The results of the tests provide the manufacturer with the panel’s peak or nominal power. When these testing conditions are used, the peak power will be the same no matter where the panel is located. You should note that the peak power of a solar panel can have a range of 5 percent higher to 3 percent lower than the listed power.

Solar Water Heater Vs. Electric Water Heater

Those of you that are thinking of switching to a solar hot water system probably have an electric water heater at the moment. As a result, it is important to compare the two so that you can determine whether it is in your best interest to make the switch.

Solar Water Heater Power Consumption

One of the biggest benefits of switching to a solar hot water system is that you will significantly reduce your power consumption.

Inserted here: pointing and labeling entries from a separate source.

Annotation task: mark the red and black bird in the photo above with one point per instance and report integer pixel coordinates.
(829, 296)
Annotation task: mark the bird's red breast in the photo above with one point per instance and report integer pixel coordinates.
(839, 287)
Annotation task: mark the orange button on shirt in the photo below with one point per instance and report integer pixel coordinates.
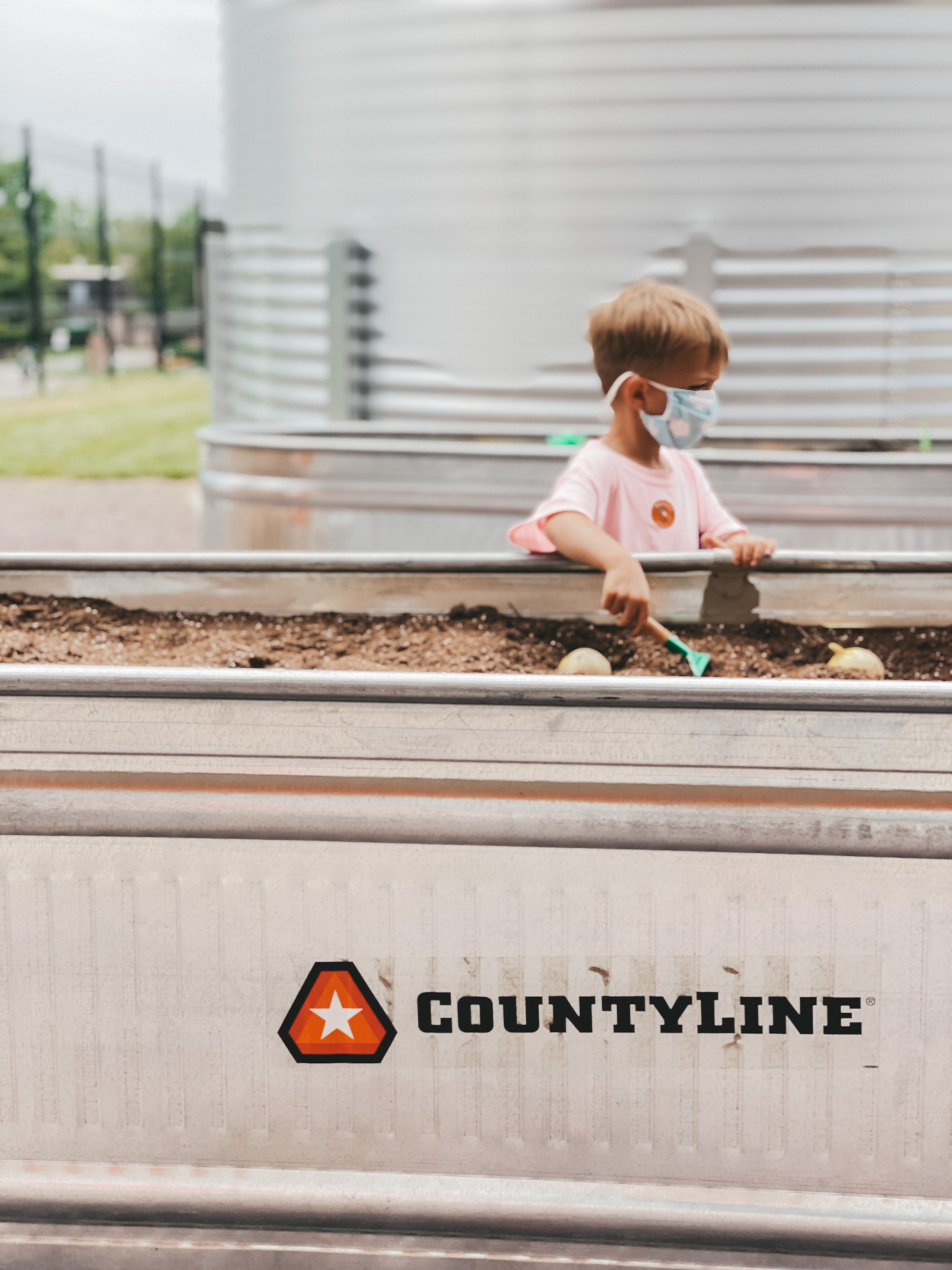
(640, 507)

While there are significant start-up costs, once you have the system installed, the energy costs will be almost nothing. Zero electricity is required to run solar water heating systems, so the overall power consumption at your house will be significantly reduced.

Conventional Water Heater Power Consumption

As you very well be aware, conventional water heaters consume a significant amount of power. On average, conventional water heaters are responsible for 25 percent of the power consumption in a household according to the United States Department of Energy.

Comparing Costs of Solar and Traditional Water Heaters

When most people are trying to figure out if they water to switch over to a solar hot water system, they ask how much it costs. The general population seems to think that solar hot water systems are more expensive than traditional systems. While there is some truth to this, it is a little more nuanced of a situation.

The amount of money you need to spend to get a solar hot water system installed is far more than it is for a traditional system. You can expect to spend somewhere from $2500 to $3000 on initial costs. Whereas traditional systems only cost around $400 to install. As a result, you will be out of pocket when you first go to install the system.

While you will lose money at first installing a solar hot water system, you will save money in the long run. Firstly, solar water heating systems last much longer than the traditional heating system. You can expect your solar system to work effectively for 20 to 30 years. Conversely, a traditional water heating system cannot be expected to perform at its best for more than 15 years. As a result, you will save money replacing the system in the future.

Finally, solar water heaters are extremely cost-effective when it comes to utility costs. While there will be a small cost to keep them running, it will not be anywhere close to how much it costs each month to run your regular water heater. As we mentioned above, you can expect your water heater to be responsible for 25 percent of your electricity bill each month. If you reduce that to 5 to 10 percent, the money you save will quickly pay for the start-up costs.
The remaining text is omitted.